The summer survival cash was sufficient to revive the patient long enough to inform him that he’s dying, a courtesy that can be singularly depressing to the patient. Despite the best efforts of Henry S. Miller, who almost single-handedly undertook the rescue operation, the symphony has slipped back into its coma. Last summer’s hopeful talk about revival has faded away, and now we hear only murmured prayers for resurrection. But miracles of that kind require the services of Somebody with better connections than a Henry Miller or a Ralph Rogers.

That we haven’t yet been given a sign of the symphony’s salvation should cause us not to doubt the efficacy of prayer, but to question our own lack of faith. Who around here really believes Dallas can have a symphony orchestra?

Faith comes before money, and money follows faith (a principle that has not escaped our major churches). So where are the believers? Where is John Stemmons? Where is Bob Cul-lum? Where is Jim Aston? Where are our utility companies and our banks and our financial corporations?

If Dallas doesn’t have enough men and women who believe in music, where are the men and women who believe in Dallas?

Those men and women are still here, strong as ever, and their testament is the vitality of the city we live in.

The plain fact is that concerned citizens who believe Dallas ought to have a symphony – although they couldn’t possibly bother to attend one – aren’t much help anymore. And that’s just as true of the Stemmons and the Cullums and the Astons as it is of the nice people who appear on televised pep rallies on the symphony’s behalf.

If John Stemmons wanted to, or if the people who appear on symphony telethons wanted to, enough money could be raised – possibly will be raised -to get through another season. But what about next year? And the year after that?

Once again, who here really believes Dallas can have a symphony orchestra?

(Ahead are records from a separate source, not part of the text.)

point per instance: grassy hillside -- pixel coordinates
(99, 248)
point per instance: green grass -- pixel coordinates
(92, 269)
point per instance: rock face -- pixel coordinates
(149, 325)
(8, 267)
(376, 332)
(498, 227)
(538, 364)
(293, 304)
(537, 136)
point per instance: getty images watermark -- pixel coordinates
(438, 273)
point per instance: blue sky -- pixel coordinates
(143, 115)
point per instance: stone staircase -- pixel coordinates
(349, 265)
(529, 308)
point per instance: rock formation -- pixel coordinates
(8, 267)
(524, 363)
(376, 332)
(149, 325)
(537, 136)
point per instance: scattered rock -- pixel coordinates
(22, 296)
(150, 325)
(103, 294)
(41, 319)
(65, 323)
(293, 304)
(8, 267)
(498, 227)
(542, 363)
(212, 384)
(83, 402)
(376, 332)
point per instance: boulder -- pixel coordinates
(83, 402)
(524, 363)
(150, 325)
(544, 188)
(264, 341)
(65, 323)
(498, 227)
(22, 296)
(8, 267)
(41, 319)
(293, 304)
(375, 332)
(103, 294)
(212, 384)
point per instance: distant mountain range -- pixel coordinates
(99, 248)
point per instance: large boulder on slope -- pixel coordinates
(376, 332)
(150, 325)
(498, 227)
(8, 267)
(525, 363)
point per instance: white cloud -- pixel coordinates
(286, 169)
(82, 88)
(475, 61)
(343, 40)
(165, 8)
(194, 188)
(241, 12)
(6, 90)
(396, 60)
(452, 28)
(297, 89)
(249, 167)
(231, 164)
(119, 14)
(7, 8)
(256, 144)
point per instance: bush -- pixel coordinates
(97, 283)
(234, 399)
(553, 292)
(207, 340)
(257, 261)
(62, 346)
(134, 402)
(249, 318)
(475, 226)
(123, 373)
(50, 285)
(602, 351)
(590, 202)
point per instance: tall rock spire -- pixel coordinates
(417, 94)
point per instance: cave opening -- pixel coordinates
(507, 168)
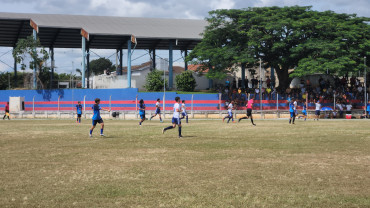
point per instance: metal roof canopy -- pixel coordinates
(65, 31)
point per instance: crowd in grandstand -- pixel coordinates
(343, 89)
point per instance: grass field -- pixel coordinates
(53, 163)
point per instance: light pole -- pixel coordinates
(261, 86)
(365, 98)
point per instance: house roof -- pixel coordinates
(64, 31)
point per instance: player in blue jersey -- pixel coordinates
(304, 111)
(176, 117)
(141, 111)
(184, 113)
(157, 110)
(292, 112)
(79, 112)
(96, 117)
(230, 108)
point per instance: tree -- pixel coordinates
(29, 47)
(154, 81)
(283, 38)
(186, 81)
(98, 66)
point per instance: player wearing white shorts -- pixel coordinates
(230, 112)
(183, 113)
(157, 110)
(176, 120)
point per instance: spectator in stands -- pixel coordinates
(268, 81)
(6, 111)
(349, 108)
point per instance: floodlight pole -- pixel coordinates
(35, 64)
(129, 63)
(261, 86)
(365, 72)
(83, 61)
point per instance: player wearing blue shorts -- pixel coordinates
(230, 108)
(184, 113)
(141, 111)
(292, 113)
(96, 117)
(317, 110)
(157, 110)
(176, 117)
(304, 111)
(79, 112)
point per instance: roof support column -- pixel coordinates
(88, 67)
(243, 75)
(51, 66)
(210, 83)
(83, 61)
(119, 71)
(15, 73)
(35, 65)
(170, 66)
(272, 77)
(186, 63)
(129, 63)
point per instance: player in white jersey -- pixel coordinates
(176, 120)
(317, 110)
(295, 107)
(183, 113)
(230, 112)
(157, 110)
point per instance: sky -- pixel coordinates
(67, 60)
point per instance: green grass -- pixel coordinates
(53, 163)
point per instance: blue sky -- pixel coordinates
(179, 9)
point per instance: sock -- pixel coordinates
(169, 127)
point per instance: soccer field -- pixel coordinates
(53, 163)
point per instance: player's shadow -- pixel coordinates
(47, 94)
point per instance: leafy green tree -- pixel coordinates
(4, 80)
(283, 38)
(154, 81)
(39, 56)
(186, 81)
(98, 66)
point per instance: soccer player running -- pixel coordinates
(230, 112)
(176, 117)
(317, 110)
(7, 111)
(96, 117)
(304, 111)
(183, 113)
(249, 111)
(292, 112)
(157, 110)
(141, 111)
(79, 112)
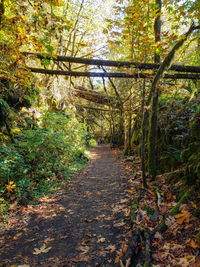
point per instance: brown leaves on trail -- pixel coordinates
(184, 216)
(43, 249)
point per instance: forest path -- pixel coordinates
(84, 224)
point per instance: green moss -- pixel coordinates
(135, 139)
(198, 238)
(134, 207)
(196, 213)
(195, 128)
(186, 195)
(162, 227)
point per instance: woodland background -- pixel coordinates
(49, 121)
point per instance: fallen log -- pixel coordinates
(112, 63)
(113, 74)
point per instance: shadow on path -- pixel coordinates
(84, 224)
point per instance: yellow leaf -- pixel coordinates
(193, 244)
(184, 216)
(59, 3)
(43, 249)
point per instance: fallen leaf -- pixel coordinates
(43, 249)
(84, 248)
(48, 240)
(17, 236)
(192, 244)
(101, 240)
(186, 261)
(108, 218)
(112, 248)
(119, 224)
(84, 243)
(124, 201)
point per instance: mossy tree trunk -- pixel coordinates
(154, 107)
(154, 91)
(143, 137)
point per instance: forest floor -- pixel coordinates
(87, 223)
(104, 214)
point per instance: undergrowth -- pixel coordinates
(41, 159)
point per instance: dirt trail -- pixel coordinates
(84, 224)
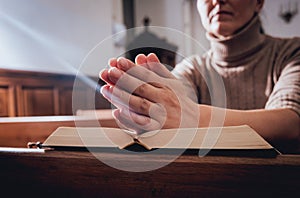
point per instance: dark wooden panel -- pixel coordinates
(26, 93)
(4, 102)
(38, 101)
(7, 101)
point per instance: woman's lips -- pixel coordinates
(221, 14)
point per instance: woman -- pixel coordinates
(261, 77)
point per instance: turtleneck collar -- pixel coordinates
(238, 45)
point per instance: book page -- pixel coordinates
(89, 137)
(233, 137)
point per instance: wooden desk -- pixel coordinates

The men and women who answer that question, who make an intensely personal commitment to the affirmative, who give their commitment out of a natural and deep-seated love for music and not out of a misplaced sense of embarrassment that their city’s symphony has failed -these are the people who will save the symphony. And the hard facts of life teach us that even then they won’t do it unless they happen to be very, very rich.

Those who have worked so hard to save the symphony -the Philip Jon-ssons, Louise Kahns, Henry Millers -deserve our gratitude. But the time is approaching when the final rites must be pronounced over the grave of our orchestra. Only when our hopes for the present symphony are buried will its resurrection in a better form become a possibility. We’ve witnessed miracles in this city before, and the creation of a new, financially viable civic orchestra may become in the next decade the greatest miracle of all.



After extending the metaphor of death and resurrection beyond reasonable bounds, it may seem awkward to close with a few soft words on the passing of Lawrence Kelly. But he was a Catholic and a passionate man, and he would have understood that one cannot write about music in Dallas without paying tribute to his memory. He proved with the Dallas Civic Opera, time and time again, that resurrection is not an impossible feat.

He proved, too, that we can make music here, and it is a lesson we would do well to remember as we struggle to reach the high standards he set for us.